SCARBOROUGH: Jack, why is it?  I mean,  Jack, you are in charge of this stuff, and I appreciate you coming here telling us this. 

What has happened?  As you have gone in to investigate your city‘s ability to respond to this type of crisis, what‘s happened through the years that has put Los Angeles and just about every other major city in a position where it can‘t even get its people out safely in the event of, like you said, a dirty bomb going off? 

WEISS: Well, I appreciate your saying I am in charge of it.  I haven‘t been in charge of it for all that long.

And when I asked the folks in the emergency preparedness department, where is the evacuation plan, they couldn‘t point me to one.  I mean, it‘s shocking.  It‘s something that Mayor Villaraigosa and Police Chief William Bratton and I are demanding be changed right away, because L.A., on a good day, you can‘t evacuate downtown L.A. After 3:00 p.m. on an afternoon rush hour anyway. 

We do need to come up with better plans in L.A., and Roger is absolutely right.  We need those blinding flashes of the obvious, because, right now, the bureaucrats are not pointing the way out of L.A.

SCARBOROUGH: Roger, what have we been doing for four years since 9/11? 

CRESSEY: Preparing to deal with the last attack, Joe.  I think, when you see the type of money that‘s been thrown to state and local officials, it‘s been given to them with no real overarching plan.  There‘s no standards or best breed, best practices they should follow. 

So, when you throw the money to them and say, well, you know best, we at the federal level, we really don‘t want to tell you how to spend that money, you end up with the type of mistakes we have seen, number one.  Number two, there‘s never been a real rigorous assessment in Washington of each state and each major metropolitan area of, what do they do well, what don‘t they do well, and where can the federal government fix those vulnerabilities and those deficiencies? 

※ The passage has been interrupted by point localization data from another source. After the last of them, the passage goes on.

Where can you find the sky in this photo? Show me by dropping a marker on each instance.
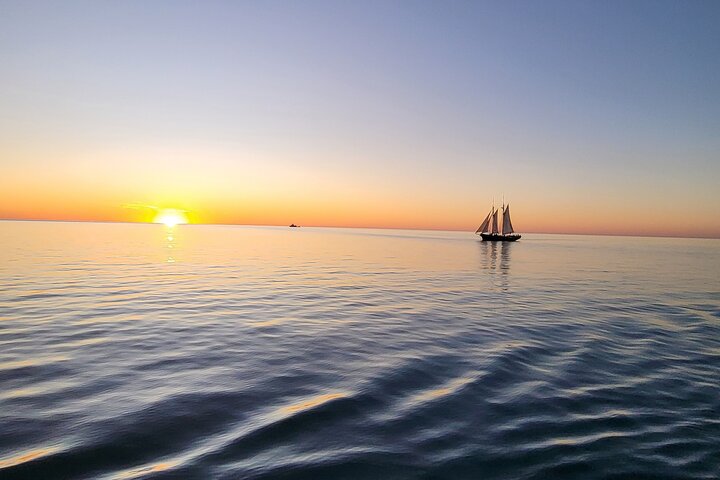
(598, 117)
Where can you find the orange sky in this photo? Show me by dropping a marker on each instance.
(587, 119)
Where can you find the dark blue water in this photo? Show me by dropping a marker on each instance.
(133, 351)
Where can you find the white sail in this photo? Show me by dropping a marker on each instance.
(483, 226)
(507, 224)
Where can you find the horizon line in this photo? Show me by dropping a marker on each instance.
(695, 237)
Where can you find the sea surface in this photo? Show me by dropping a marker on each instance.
(140, 351)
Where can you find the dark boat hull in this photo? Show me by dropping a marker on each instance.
(496, 237)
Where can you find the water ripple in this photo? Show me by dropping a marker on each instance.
(267, 353)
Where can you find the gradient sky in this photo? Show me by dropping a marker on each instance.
(590, 117)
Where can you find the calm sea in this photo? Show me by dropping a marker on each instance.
(138, 351)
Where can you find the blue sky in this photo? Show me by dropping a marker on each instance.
(611, 106)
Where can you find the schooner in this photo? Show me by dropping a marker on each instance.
(491, 233)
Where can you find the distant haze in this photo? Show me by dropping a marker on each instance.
(589, 117)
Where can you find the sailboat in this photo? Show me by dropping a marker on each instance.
(490, 232)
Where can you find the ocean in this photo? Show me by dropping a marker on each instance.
(234, 352)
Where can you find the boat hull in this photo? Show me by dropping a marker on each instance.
(496, 237)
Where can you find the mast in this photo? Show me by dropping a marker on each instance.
(494, 230)
(507, 224)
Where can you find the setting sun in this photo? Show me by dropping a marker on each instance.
(170, 217)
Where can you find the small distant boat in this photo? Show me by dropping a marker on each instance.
(491, 234)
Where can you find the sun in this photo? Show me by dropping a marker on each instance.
(170, 217)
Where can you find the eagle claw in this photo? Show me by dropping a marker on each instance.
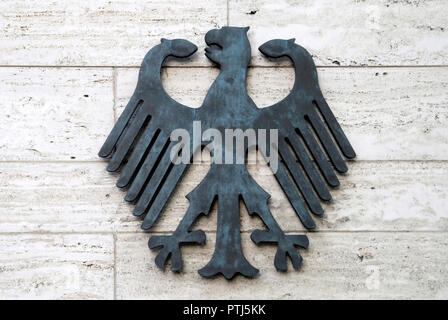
(171, 247)
(286, 246)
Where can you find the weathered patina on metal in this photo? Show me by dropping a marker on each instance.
(310, 143)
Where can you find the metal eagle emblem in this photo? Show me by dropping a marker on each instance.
(310, 146)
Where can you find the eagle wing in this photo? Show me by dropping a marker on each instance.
(139, 144)
(310, 139)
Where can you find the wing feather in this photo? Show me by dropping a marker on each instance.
(139, 142)
(305, 123)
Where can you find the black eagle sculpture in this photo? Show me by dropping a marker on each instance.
(310, 143)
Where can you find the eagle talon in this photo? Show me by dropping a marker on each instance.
(171, 247)
(286, 247)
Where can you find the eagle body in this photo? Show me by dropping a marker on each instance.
(309, 146)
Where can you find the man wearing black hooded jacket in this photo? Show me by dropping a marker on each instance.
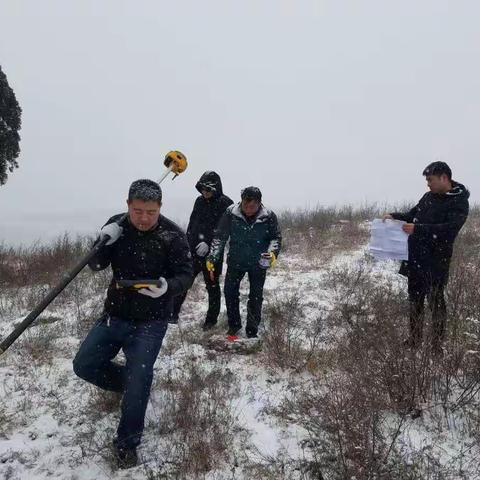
(207, 211)
(432, 225)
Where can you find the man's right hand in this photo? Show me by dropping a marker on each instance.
(202, 249)
(112, 230)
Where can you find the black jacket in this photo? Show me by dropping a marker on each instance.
(160, 252)
(206, 213)
(438, 218)
(248, 238)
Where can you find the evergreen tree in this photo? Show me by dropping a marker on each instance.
(10, 124)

This isn‘t to say that, if you get it right, you are going to get it 100 percent right.  You never will in these type of catastrophic events.  But I think we all agree we can do better.

SCARBOROUGH: But, Roger, Roger, what was the circus we saw last year on Capitol Hill in the 9/11 Commission hearings?  Did they do any good at all?  Did anything get adopted that is going to save a single American life? 

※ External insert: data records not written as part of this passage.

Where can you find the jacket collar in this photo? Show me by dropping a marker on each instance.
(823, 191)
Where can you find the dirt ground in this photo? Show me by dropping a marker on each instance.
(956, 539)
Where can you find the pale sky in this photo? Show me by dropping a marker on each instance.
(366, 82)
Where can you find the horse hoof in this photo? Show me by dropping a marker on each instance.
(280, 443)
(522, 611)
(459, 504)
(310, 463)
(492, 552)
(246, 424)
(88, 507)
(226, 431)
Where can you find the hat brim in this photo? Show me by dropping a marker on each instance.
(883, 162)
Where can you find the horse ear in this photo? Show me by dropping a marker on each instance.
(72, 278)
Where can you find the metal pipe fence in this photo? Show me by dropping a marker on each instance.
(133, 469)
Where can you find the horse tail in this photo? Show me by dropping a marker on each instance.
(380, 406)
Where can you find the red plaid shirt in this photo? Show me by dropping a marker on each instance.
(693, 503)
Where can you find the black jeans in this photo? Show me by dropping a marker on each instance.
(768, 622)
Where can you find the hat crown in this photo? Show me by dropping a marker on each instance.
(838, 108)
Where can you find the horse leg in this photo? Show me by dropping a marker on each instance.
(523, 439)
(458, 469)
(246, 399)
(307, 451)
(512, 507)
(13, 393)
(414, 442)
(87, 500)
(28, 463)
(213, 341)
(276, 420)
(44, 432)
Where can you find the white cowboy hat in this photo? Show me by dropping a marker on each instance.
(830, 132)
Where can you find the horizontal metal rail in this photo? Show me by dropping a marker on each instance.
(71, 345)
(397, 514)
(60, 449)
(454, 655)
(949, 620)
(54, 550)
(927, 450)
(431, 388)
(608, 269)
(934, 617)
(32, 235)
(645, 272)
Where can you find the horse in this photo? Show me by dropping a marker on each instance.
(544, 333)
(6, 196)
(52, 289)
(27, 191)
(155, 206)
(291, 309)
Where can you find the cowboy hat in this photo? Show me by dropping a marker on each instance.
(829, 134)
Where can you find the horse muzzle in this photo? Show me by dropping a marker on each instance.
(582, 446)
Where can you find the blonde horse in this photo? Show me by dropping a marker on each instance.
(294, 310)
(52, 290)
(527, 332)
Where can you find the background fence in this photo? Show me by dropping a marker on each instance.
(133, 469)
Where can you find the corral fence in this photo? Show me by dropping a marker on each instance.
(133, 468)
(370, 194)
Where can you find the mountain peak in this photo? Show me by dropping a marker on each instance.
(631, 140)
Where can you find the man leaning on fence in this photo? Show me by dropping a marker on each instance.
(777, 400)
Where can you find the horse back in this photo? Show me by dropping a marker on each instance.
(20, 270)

CRESSEY: Oh, I think so.  I think they did a lot that‘s good.

But that failure of imagination, Joe, that the 9/11 Commission talked about repeatedly, that is what at issue here today, isn‘t it not?  I mean, you look at what happens in New Orleans and with Hurricane Rita.  There was a failure of imagination.  And so, you need to have everyone at the federal, state, and local level be proactive and a little more creative.  And that‘s what‘s been missing.

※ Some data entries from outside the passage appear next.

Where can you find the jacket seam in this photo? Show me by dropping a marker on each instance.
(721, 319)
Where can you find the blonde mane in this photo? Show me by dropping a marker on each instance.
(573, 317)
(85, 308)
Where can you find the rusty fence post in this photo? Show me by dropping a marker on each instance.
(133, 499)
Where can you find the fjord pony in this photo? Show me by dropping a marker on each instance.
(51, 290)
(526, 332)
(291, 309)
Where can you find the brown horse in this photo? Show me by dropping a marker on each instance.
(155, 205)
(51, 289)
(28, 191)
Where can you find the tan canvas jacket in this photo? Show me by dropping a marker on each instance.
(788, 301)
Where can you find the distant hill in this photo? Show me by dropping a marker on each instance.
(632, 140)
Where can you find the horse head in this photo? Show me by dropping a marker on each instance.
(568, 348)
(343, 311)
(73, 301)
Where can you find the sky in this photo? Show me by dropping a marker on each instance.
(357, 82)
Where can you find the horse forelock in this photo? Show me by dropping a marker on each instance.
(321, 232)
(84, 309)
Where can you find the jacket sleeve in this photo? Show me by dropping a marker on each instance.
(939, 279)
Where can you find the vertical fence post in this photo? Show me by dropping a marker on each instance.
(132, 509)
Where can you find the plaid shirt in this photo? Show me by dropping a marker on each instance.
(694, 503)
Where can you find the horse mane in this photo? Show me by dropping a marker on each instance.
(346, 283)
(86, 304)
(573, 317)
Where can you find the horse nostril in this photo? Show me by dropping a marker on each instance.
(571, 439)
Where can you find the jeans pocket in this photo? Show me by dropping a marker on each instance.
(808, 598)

SCARBOROUGH: All right, Jack, I want to show you this, again, the image of the traffic here.  It‘s trapped.  How does that happen?  How do you have it where you have got people that are stuck in traffic for 15, 20 hours?  They have got the other lanes going into the city opened up.  And nobody is smart enough to get on the phone and say, why don‘t we open up all of the traffic going north, because we are not allowing anybody to come back south into the city anyway?

WEISS: Oh, it‘s insane.

And you have to understand that, when you want to understand sort of the ultimate evolution of the bureaucrat in America, look at a local transportation engineer.  That is a highly evolved and oftentimes poorly functioning creature.  You need to have a mayor, a leader cut through the B.S., cut through the red tape and demand that that other lane be opened. 

That‘s what you need. 


WEISS: In L.A., the problem is, frankly, that, unlike a city like Houston or New Orleans, we don‘t really have a city center, right?  We have got several city centers.  People are always coming and going in every which direction.

SCARBOROUGH: It is. Boy, Jack, I will tell you what.  You are right.  It is so spread out there that I am glad you are—I am glad you are on this task. I am glad you are speaking out about it, because you have got one of the toughest jobs in America when it comes to evacuation. 

I want to thank you for being with us, NBC terror analyst Roger Cressey and, of course, Los Angeles councilman Jack Weiss.